Software Kinetics Wear a hard hat it's under construction
Metro RSS -
FORTRAN, on an ICL 1903, in 1972/3, whilst in the 6th form We had to write out our programs on ICT coding sheets (I still have a few as a memento!) and submit them to the County Council mainframe, we got the results back 1n the next lesson (a week later!)
I did FORTRAN IV at school in the 6th form in the 1970s as well; but it was not my first language. I was not considered 'good enough' to be allowed in the classes that it was taught in; so I borrowed the teacher's book overnight and learnt from that.

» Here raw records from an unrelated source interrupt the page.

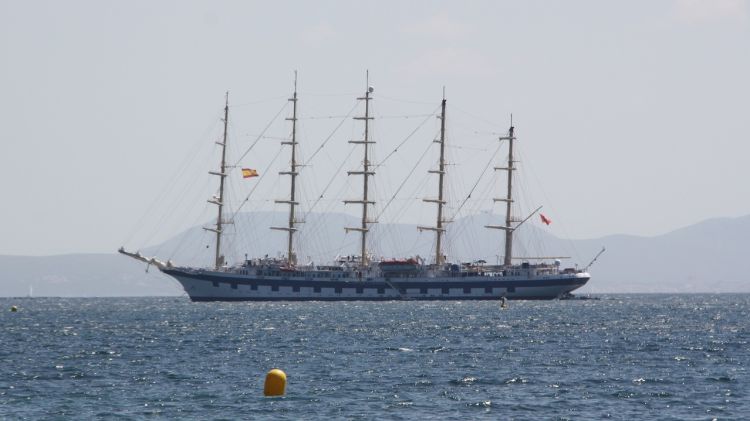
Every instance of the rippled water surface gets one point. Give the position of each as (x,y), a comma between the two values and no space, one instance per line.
(654,356)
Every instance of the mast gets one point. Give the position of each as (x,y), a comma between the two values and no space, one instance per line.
(508,199)
(438,228)
(291,257)
(366,173)
(219,201)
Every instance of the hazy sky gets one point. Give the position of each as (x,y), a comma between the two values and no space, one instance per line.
(636,114)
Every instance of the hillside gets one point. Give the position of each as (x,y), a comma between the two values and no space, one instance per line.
(701,258)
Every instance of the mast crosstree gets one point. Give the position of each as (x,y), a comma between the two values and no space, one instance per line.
(508,199)
(440,201)
(292,202)
(219,201)
(366,173)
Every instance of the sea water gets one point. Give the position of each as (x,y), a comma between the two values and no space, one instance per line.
(620,356)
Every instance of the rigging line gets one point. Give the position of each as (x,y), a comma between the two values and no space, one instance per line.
(262,176)
(267,137)
(484,171)
(171,183)
(404,182)
(403,100)
(335,176)
(260,101)
(493,124)
(324,117)
(331,135)
(405,116)
(262,133)
(407,137)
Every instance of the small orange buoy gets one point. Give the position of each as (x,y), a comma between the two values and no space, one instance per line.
(275,383)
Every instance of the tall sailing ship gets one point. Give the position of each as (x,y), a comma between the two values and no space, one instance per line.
(363,276)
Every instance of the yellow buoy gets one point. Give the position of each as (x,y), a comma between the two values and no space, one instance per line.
(275,383)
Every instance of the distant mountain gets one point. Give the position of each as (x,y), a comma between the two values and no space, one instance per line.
(702,258)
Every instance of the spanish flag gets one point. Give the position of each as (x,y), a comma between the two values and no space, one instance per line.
(249,172)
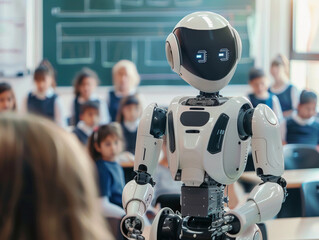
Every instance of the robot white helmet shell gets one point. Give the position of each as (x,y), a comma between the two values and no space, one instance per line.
(204,50)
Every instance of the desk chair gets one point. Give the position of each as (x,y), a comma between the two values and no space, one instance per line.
(300,156)
(310,199)
(170,200)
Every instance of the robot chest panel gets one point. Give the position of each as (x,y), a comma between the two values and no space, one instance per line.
(207,140)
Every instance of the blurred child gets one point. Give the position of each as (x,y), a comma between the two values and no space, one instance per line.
(89,118)
(47,188)
(7,98)
(128,116)
(287,94)
(302,127)
(259,84)
(105,144)
(125,81)
(43,100)
(85,84)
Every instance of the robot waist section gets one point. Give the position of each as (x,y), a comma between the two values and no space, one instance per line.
(207,201)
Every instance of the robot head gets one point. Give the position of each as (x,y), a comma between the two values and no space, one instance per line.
(204,50)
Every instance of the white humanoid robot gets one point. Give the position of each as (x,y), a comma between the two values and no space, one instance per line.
(207,143)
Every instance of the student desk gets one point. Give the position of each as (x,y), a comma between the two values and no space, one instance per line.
(283,228)
(294,178)
(293,228)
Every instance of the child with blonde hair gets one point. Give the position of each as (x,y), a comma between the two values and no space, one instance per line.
(259,85)
(47,188)
(7,98)
(85,84)
(129,114)
(43,100)
(287,93)
(105,145)
(125,81)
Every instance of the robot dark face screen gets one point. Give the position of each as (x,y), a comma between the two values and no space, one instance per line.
(209,54)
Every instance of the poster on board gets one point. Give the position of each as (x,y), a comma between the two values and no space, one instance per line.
(13,40)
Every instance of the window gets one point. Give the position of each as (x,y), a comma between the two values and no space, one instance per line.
(304,50)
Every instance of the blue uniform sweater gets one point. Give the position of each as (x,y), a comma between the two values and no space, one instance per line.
(43,107)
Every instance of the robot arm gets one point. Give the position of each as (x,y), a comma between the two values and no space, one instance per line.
(138,193)
(265,200)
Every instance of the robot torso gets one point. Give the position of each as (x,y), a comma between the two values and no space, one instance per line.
(205,139)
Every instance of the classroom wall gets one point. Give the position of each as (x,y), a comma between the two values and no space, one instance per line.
(273,22)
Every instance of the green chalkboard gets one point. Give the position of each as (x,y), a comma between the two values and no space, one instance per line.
(98,33)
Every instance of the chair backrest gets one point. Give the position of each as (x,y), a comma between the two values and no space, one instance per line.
(300,156)
(310,199)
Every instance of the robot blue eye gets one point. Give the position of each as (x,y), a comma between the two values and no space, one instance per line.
(201,56)
(223,54)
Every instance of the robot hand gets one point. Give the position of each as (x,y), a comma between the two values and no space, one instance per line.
(222,225)
(132,227)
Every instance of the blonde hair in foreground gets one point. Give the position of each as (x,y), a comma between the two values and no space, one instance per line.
(47,188)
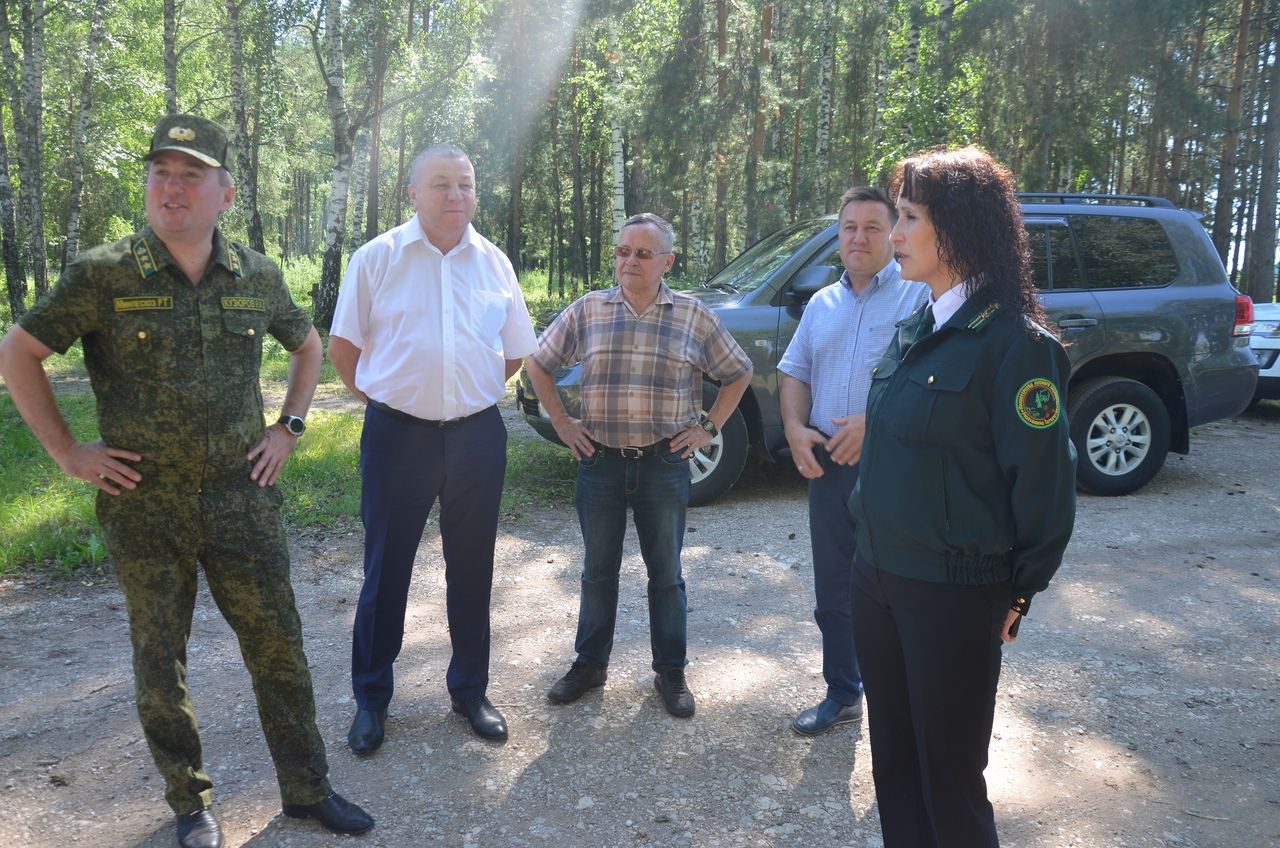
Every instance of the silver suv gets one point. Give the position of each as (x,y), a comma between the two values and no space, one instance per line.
(1159,338)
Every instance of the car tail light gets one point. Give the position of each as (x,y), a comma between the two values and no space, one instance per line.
(1243,315)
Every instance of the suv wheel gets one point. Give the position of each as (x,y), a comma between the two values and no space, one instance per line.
(1120,429)
(716,468)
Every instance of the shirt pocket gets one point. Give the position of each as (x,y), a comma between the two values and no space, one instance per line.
(242,338)
(488,317)
(940,410)
(144,345)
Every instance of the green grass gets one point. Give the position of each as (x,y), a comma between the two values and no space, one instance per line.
(48,523)
(46,518)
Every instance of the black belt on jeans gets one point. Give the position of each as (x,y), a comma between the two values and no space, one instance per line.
(631,452)
(425,422)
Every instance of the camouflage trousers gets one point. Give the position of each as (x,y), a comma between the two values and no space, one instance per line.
(156,534)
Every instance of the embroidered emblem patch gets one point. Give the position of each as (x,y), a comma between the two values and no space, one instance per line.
(1038,404)
(132,304)
(252,304)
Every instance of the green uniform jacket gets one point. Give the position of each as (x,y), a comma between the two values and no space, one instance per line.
(174,366)
(967,472)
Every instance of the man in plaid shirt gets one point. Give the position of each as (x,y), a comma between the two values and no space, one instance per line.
(643,349)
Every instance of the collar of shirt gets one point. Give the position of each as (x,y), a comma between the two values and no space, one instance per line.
(159,255)
(946,306)
(887,276)
(414,232)
(616,296)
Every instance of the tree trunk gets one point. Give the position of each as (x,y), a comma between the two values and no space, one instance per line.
(31,141)
(1178,188)
(375,140)
(241,137)
(757,147)
(80,136)
(516,188)
(721,235)
(1226,177)
(325,297)
(556,247)
(579,201)
(14,276)
(794,196)
(170,57)
(822,150)
(1260,270)
(359,186)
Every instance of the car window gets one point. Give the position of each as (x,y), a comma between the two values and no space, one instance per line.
(1124,252)
(762,259)
(1054,263)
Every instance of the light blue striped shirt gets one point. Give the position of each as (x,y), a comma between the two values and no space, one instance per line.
(842,334)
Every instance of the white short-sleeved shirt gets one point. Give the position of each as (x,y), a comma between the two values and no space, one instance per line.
(841,334)
(434,329)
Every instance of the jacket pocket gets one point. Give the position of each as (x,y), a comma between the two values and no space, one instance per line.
(940,409)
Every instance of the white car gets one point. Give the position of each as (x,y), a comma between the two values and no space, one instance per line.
(1265,342)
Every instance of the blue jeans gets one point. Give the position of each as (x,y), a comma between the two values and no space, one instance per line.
(657,488)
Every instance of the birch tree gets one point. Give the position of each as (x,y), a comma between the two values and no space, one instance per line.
(80,135)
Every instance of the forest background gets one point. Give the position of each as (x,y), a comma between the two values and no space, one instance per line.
(728,118)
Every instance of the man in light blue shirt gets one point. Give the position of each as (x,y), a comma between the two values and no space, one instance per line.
(826,377)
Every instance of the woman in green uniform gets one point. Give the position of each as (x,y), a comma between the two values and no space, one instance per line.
(965,498)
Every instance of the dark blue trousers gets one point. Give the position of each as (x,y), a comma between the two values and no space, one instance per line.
(833,541)
(931,657)
(405,465)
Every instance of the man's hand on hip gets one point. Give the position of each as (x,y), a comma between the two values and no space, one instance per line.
(270,455)
(803,440)
(100,465)
(575,436)
(846,445)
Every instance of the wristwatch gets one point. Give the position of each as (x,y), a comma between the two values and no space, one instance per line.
(293,424)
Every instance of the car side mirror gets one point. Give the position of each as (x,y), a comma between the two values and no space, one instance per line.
(810,281)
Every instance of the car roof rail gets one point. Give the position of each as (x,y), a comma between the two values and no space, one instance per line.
(1119,200)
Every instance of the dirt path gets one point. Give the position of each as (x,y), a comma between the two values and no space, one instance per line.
(1138,709)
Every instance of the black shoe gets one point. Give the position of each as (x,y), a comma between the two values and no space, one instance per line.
(366,730)
(675,694)
(336,814)
(484,717)
(826,716)
(581,676)
(199,830)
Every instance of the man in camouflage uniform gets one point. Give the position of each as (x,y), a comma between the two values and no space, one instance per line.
(172,320)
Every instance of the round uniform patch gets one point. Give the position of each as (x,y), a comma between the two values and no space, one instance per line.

Like you, programming was on coding sheets that got sent to the County Council (West Sussex in my case). But their turn-around time was 4 weeks and they often mis-punched the cards; so I was very careful about desk-debugging before submitting the sheets. The Council machine was an IBM and I got into trouble for hacking the JCL and breaking the limits for no of pages printed, maximum job times etc. I went on a school trip to see an ICL mainframe (it was located less than 1/2 a mile from the school) and learnt about PLAN (Assembler for ICL 1900s) and vowed never to use it [little did I know then that I would be a PLAN programmer for 6 years!). In my summer holidays, I got a job with another organisation within 1/2 a mile of the school and got to see their IBM mainframe. Until then, I had no idea that computers were so ubiquitous. I also went on a trip to IBM in Havant and saw them wiring up mainframes - I was lucky, because that was the end of an era. I doubt if any commercially produced computers are hand wired today.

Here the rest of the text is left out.